Justiça do Paquistão autoriza casamento forçado de menina cristã com homem muçulmano

A adolescente Huma Younus foi sequestrada e forçada a se casar com seu próprio sequestrador, no Paquistão.

fonte: Guiame, com informações do Morning Star News

Atualizado: Quinta-feira, 13 Fevereiro de 2020 as 9:42

Huma Younus foi sequestrada em outubro e forçada a se casar com seu próprio sequestrador, que é muçulmano. (Foto: Azad Hind News)
Huma Younus foi sequestrada em outubro e forçada a se casar com seu próprio sequestrador, que é muçulmano. (Foto: Azad Hind News)

Uma decisão do tribunal no Paquistão que validou o casamento e a conversão forçada ao Islã de uma menina cristã de 14 anos aumentou o medo de que isso abra precedentes para que outras pessoas venham a cometer tais violações dos direitos humanos, disseram fontes.

No dia 3 de fevereiro (2020), a Suprema Corte da Província de Sindh rejeitou uma petição para anular o casamento e a conversão forçada de uma menina cristã, determinando que ambas eram válidas, já que uma menina sob a sharia (lei islâmica) pode se casar após seu primeiro ciclo menstrual.
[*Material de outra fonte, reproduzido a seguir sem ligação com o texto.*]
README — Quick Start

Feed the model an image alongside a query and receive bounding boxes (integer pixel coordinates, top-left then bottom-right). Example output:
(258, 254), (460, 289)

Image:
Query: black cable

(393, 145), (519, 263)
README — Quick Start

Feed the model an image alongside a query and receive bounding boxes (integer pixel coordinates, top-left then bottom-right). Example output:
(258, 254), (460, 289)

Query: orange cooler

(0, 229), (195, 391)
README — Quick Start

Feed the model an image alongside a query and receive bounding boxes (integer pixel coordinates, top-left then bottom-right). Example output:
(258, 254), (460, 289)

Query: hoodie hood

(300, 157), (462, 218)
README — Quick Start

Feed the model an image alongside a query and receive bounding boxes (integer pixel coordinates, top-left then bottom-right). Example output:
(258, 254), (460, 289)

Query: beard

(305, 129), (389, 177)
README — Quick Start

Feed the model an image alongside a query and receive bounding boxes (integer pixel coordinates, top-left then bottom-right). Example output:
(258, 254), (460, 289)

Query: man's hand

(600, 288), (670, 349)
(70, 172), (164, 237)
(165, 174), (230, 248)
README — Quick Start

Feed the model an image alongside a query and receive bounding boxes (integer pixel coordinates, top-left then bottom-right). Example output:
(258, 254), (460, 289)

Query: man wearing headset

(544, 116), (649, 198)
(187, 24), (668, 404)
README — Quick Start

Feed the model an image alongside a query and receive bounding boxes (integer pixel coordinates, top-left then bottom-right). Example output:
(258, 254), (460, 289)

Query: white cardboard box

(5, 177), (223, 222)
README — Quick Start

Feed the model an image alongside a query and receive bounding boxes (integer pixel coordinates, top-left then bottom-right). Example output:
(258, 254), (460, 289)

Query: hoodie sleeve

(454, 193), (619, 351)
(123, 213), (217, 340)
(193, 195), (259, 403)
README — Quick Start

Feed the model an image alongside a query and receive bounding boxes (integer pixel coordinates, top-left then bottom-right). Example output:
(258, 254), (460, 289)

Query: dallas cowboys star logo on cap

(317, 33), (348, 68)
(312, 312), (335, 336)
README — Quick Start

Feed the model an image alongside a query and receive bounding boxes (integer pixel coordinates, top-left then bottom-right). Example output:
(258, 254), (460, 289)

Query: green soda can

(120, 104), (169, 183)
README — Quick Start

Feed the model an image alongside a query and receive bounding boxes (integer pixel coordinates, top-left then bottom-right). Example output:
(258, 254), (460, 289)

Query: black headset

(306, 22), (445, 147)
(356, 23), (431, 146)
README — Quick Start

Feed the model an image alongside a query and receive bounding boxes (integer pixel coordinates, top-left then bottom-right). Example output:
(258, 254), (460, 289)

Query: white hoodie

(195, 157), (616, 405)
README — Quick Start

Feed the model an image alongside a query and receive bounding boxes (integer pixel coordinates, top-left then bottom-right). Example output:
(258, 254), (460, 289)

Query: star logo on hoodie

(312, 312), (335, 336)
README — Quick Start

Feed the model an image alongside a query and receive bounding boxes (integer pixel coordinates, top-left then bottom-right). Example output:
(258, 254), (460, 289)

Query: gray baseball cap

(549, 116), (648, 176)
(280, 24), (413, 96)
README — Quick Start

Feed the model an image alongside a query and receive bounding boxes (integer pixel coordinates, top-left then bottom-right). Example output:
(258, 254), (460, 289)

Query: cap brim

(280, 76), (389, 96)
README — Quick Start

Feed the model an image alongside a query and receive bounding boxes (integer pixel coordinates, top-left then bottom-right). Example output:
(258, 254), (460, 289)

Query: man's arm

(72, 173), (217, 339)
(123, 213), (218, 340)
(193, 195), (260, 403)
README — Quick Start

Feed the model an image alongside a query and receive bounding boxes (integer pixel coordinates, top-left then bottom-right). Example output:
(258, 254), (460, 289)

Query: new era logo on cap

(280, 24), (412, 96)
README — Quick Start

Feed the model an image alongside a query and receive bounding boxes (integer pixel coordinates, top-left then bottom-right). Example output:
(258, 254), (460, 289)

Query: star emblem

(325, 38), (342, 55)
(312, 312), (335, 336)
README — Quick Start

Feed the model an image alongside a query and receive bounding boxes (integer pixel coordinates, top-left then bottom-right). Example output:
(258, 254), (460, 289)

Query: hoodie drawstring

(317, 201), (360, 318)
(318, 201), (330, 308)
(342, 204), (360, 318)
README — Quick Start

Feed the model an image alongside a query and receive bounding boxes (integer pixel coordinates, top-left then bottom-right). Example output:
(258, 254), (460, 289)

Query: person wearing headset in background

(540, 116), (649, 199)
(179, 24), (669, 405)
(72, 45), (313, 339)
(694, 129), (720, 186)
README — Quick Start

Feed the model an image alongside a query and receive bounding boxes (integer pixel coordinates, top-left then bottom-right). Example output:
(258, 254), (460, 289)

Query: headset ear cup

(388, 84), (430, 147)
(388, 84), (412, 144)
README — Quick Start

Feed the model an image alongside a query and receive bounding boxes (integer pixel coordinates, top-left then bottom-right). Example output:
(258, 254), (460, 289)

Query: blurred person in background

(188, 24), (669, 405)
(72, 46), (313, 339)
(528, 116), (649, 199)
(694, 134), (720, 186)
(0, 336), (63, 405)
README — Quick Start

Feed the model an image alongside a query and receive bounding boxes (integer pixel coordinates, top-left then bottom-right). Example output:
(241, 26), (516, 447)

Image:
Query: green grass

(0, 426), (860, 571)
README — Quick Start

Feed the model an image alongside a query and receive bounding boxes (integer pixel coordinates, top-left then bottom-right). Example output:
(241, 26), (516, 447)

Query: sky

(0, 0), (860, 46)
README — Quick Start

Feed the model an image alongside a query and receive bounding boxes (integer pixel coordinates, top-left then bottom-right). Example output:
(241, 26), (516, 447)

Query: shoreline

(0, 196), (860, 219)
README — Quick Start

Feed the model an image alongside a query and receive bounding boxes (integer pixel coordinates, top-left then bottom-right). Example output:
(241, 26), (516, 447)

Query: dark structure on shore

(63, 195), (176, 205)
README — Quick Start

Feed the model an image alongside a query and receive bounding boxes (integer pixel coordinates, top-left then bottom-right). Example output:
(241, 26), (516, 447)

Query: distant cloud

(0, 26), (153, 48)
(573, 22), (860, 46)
Huma Younus foi levada de sua casa, na Colônia Zia de Karachi em 10 de outubro, enquanto seus pais estavam fora e foi forçada a se casar com o homem que a sequestrou, identificado como Abdul Jabbar de Dera Ghazi Khan, da província de Punjab, disse advogado da adolescente.

"A audiência de 3 de fevereiro durou apenas cinco minutos", disse o advogado da família, Tabassum Yousaf, ao Morning Star News. "O tribunal, em poucas palavras, citando a sharia, justificou a violação do corpo da menina, considerando que ela já teve seu primeiro período".

Yousaf acrescentou que a família foi proibida de ver Huma, porque a polícia disse que “sua vida estaria em risco se ela fosse levada ao tribunal”.

Ele disse que a família contestou o casamento de Huma e a conversão forçada sob a Lei Sindh, que impõe restrições para casamentos de menores de 18 anos. A lei declara que casar com uma pessoa com menor de idade pode ser uma ofensa punível com pena de prisão até três anos.

Embora o governo de Sindh seja creditado por se tornar a primeira assembleia eleita do Paquistão a aprovar uma lei sobre casamento infantil em abril de 2014, a lei ainda é mal implementada, disseram fontes.

Yousaf disse que apresentou os documentos batismais e escolares de Huma no tribunal, que provavam que ela tinha 14 anos de idade, mas mesmo assim os juízes do Tribunal Superior de Sindh Muhammad Iqbal Kalhoro e Irshad Ali Shah decidiram que o casamento era válido com base em seu ciclo menstrual.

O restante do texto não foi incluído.